Transparansi Pemerintahan sebagai Hak Warga
Pada Jumat (26/6/2026), Arming membuka sesi sosialisasi Perda Keterbukaan Informasi Publik di RT 17. Ia menekankan bahwa peraturan ini bukan sekadar kewajiban administratif pemerintah, melainkan jaminan hukum bagi masyarakat untuk mengakses informasi yang benar dan mudah diperoleh.
“Peraturan daerah ini memberikan jaminan kepada masyarakat untuk memperoleh informasi yang benar, terbuka, dan mudah diakses. Dengan keterbukaan informasi, masyarakat dapat ikut mengawasi jalannya pemerintahan sehingga pelayanan publik semakin baik, transparan, dan akuntabel,” ujar Arming.

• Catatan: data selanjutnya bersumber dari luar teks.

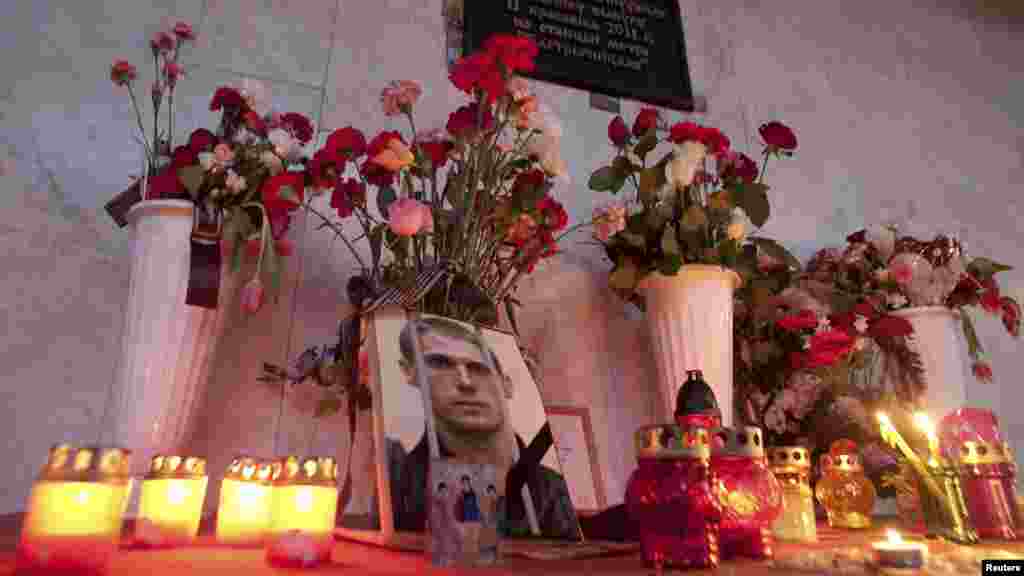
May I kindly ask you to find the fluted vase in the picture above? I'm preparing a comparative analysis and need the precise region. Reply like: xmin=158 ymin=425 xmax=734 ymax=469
xmin=109 ymin=200 xmax=226 ymax=516
xmin=640 ymin=264 xmax=741 ymax=426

Menurutnya, keterbukaan informasi menjadi fondasi membangun kepercayaan publik terhadap penyelenggaraan pemerintahan daerah. Ia mendorong warga tidak hanya menjadi penerima informasi, tetapi juga memanfaatkannya secara bijaksana untuk mengawal kebijakan publik.
Pendidikan: Investasi Jangka Panjang Kaltara
Keesokan harinya, Sabtu (27/6/2026), giliran Perda Nomor 6 Tahun 2023 tentang Penyelenggaraan Pendidikan yang disosialisasikan di RT 19. Arming menyebut pendidikan sebagai investasi jangka panjang yang menentukan daya saing sumber daya manusia Kalimantan Utara.
“Peraturan daerah ini menjadi landasan bagi pemerintah daerah dalam meningkatkan kualitas layanan pendidikan, mulai dari pemerataan akses, peningkatan mutu tenaga pendidik, hingga penyediaan sarana dan prasarana pendidikan yang memadai. Pendidikan adalah tanggung jawab bersama antara pemerintah, sekolah, orang tua, dan masyarakat,” jelas Arming.
Ia mengajak semua elemen masyarakat untuk berperan aktif mengawal implementasi Perda tersebut. Menurutnya, kemajuan daerah sangat bergantung pada kualitas pendidikan yang diterima generasi muda.
Dialog Langsung dengan Warga
Dalam kedua sesi, peserta diberikan ruang berdialog langsung dengan Arming. Warga menyampaikan berbagai persoalan terkait pelayanan informasi publik dan kendala di dunia pendidikan setempat. Pola ini dinilai efektif karena masyarakat tidak hanya mendengar materi, tetapi juga bisa menyampaikan keluhan dan usulan secara langsung kepada wakil rakyat.
Kegiatan Sosperda ini merupakan agenda rutin DPRD Provinsi Kalimantan Utara untuk menjembatani regulasi daerah dengan kebutuhan warga. Sinergi antara pemerintah daerah, DPRD, dan masyarakat diharapkan mampu memperkuat pembangunan Kaltara yang transparan, maju, dan berdaya saing.